Hi Jose, thanks for your reply. That seems fair, I hadn't considered the extra cost of doing CV for direct forecasting.

Is there an alternative but cheaper heuristic to determine the optimal number of iterations (as that is essentially the purpose of doing CV, as far as I'm concerned) whilst retaining the option to both evaluate and log metrics at fixed intervals whilst also enabling an easy toggle between recursive and direct?

For instance, by training either a direct or recursive model using MLForecast.fit() for e.g. 1K iterations, calling a manual CV routine, and then continuing training for another 1K, and so forth?

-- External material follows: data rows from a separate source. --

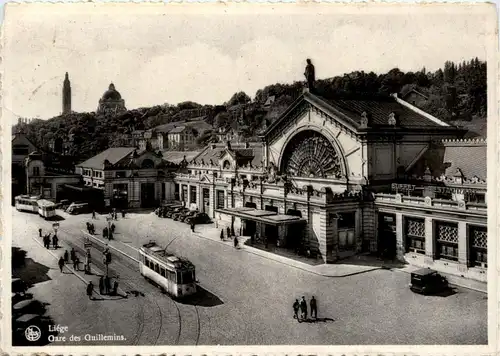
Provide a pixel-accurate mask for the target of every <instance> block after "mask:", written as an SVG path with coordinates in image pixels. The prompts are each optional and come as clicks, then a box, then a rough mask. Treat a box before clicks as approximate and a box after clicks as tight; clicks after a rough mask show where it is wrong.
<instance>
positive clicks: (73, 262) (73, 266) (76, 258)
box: [73, 256, 80, 271]
mask: <svg viewBox="0 0 500 356" xmlns="http://www.w3.org/2000/svg"><path fill="white" fill-rule="evenodd" d="M73 269H74V270H75V271H79V270H80V259H79V258H78V256H76V257H75V260H74V261H73Z"/></svg>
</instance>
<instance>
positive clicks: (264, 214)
mask: <svg viewBox="0 0 500 356" xmlns="http://www.w3.org/2000/svg"><path fill="white" fill-rule="evenodd" d="M215 212H216V213H221V214H228V215H231V216H236V217H238V218H241V219H246V220H251V221H257V222H261V223H264V224H269V225H275V226H278V225H288V224H297V223H305V222H307V220H306V219H303V218H301V217H298V216H293V215H282V214H278V213H276V212H274V211H268V210H261V209H253V208H248V207H241V208H226V209H215Z"/></svg>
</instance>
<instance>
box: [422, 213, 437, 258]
mask: <svg viewBox="0 0 500 356" xmlns="http://www.w3.org/2000/svg"><path fill="white" fill-rule="evenodd" d="M435 257H436V241H435V237H434V221H433V220H432V217H426V218H425V262H426V263H430V264H432V263H433V261H434V258H435Z"/></svg>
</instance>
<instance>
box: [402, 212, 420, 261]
mask: <svg viewBox="0 0 500 356" xmlns="http://www.w3.org/2000/svg"><path fill="white" fill-rule="evenodd" d="M405 232H406V245H407V250H409V251H411V252H416V253H420V254H425V220H424V219H416V218H406V231H405Z"/></svg>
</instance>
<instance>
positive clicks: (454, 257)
mask: <svg viewBox="0 0 500 356" xmlns="http://www.w3.org/2000/svg"><path fill="white" fill-rule="evenodd" d="M436 240H437V241H436V242H437V243H436V250H437V251H436V257H437V258H443V259H447V260H452V261H456V260H458V225H457V224H456V223H447V222H442V221H438V222H436Z"/></svg>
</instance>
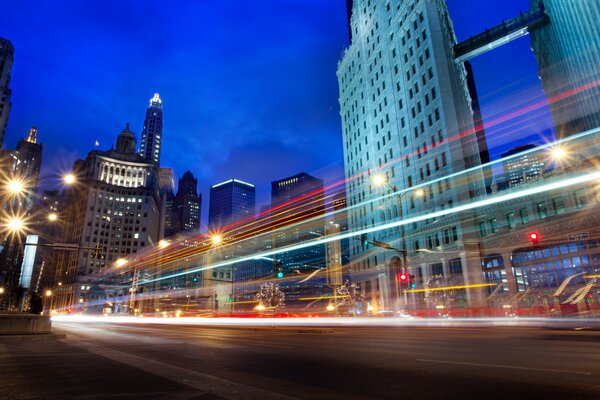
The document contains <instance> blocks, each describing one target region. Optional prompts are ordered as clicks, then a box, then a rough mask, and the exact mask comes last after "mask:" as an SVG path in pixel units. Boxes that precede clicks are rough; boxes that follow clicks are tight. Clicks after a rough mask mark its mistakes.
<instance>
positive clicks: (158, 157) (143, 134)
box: [140, 93, 163, 164]
mask: <svg viewBox="0 0 600 400" xmlns="http://www.w3.org/2000/svg"><path fill="white" fill-rule="evenodd" d="M162 125H163V120H162V100H161V99H160V96H159V95H158V93H154V97H152V98H151V99H150V106H149V107H148V109H147V110H146V118H145V119H144V128H143V129H142V140H141V143H140V156H142V157H144V158H145V159H146V160H152V161H154V162H155V163H156V164H160V153H161V150H162V142H163V138H162Z"/></svg>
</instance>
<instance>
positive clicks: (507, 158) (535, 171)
mask: <svg viewBox="0 0 600 400" xmlns="http://www.w3.org/2000/svg"><path fill="white" fill-rule="evenodd" d="M536 147H537V146H536V145H534V144H525V145H522V146H517V147H515V148H513V149H511V150H509V151H507V152H506V153H503V154H502V155H501V158H504V159H506V160H505V161H504V162H503V163H502V168H503V169H504V180H505V181H508V185H509V186H510V187H514V186H517V185H520V184H522V183H527V182H529V181H532V180H536V179H538V178H539V176H540V175H541V174H542V173H543V172H544V160H543V159H542V152H540V151H536V150H535V149H536ZM521 153H522V154H521Z"/></svg>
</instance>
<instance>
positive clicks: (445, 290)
mask: <svg viewBox="0 0 600 400" xmlns="http://www.w3.org/2000/svg"><path fill="white" fill-rule="evenodd" d="M489 286H496V283H478V284H475V285H457V286H443V287H435V288H428V289H409V290H405V292H406V293H423V292H436V291H438V292H439V291H446V290H458V289H476V288H482V287H489Z"/></svg>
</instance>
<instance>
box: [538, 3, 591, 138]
mask: <svg viewBox="0 0 600 400" xmlns="http://www.w3.org/2000/svg"><path fill="white" fill-rule="evenodd" d="M539 3H540V0H531V6H532V8H533V7H536V6H538V4H539ZM542 4H543V6H544V12H545V13H546V14H547V15H548V17H549V19H550V23H549V24H546V25H545V26H543V27H540V28H539V29H537V30H535V31H533V32H531V48H532V49H533V52H534V53H535V56H536V59H537V63H538V68H539V76H540V78H541V80H542V86H543V88H544V92H546V95H547V97H548V99H549V101H548V104H549V106H550V111H551V113H552V119H553V120H554V124H555V127H556V131H557V134H558V136H559V137H564V136H568V135H572V134H575V133H578V132H583V131H586V130H589V129H592V128H597V127H599V126H600V85H599V84H598V80H599V79H600V64H599V63H598V60H599V59H600V29H598V18H599V17H600V3H599V2H598V1H586V0H573V1H564V0H543V1H542Z"/></svg>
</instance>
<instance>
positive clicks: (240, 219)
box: [208, 179, 256, 231]
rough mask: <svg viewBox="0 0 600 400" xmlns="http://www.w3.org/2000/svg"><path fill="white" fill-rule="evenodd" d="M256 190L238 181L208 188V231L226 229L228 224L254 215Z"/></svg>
mask: <svg viewBox="0 0 600 400" xmlns="http://www.w3.org/2000/svg"><path fill="white" fill-rule="evenodd" d="M255 208H256V189H255V187H254V185H252V184H250V183H247V182H244V181H241V180H239V179H229V180H227V181H225V182H221V183H218V184H216V185H213V186H211V187H210V205H209V210H208V229H209V230H211V231H213V230H221V229H224V228H225V229H226V227H228V226H229V225H230V224H232V223H235V222H237V221H240V220H243V219H247V218H249V217H252V216H253V215H254V212H255Z"/></svg>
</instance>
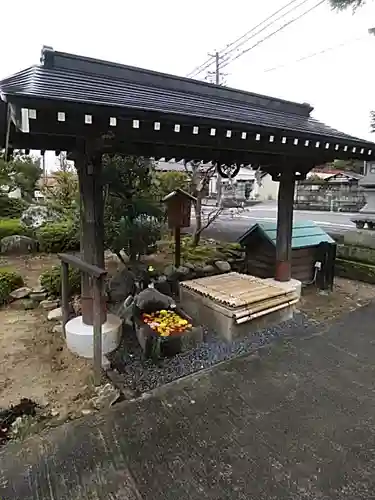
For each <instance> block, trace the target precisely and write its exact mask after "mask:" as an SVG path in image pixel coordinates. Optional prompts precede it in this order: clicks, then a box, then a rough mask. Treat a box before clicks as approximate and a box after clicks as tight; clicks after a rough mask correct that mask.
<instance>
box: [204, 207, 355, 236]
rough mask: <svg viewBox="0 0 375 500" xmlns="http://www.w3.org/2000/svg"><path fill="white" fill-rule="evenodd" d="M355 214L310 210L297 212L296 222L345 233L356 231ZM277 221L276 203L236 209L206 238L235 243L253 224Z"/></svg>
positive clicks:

jmoralez commented 1 month ago

I think you can do something similar to my example but just computing a single split and using lgb.train or lgb.LGBMRegressor.fit providing a validation set and a callback to record the metrics.

ardsnijders commented 1 month ago

Thanks. I will probably refactor to an lgb-based setup in that case. Thanks for the comprehensive and quick replies.

jmoralez commented 4 weeks ago

Closing since the issue seems to have been solved. Feel free to reopen if you have follow-up questions.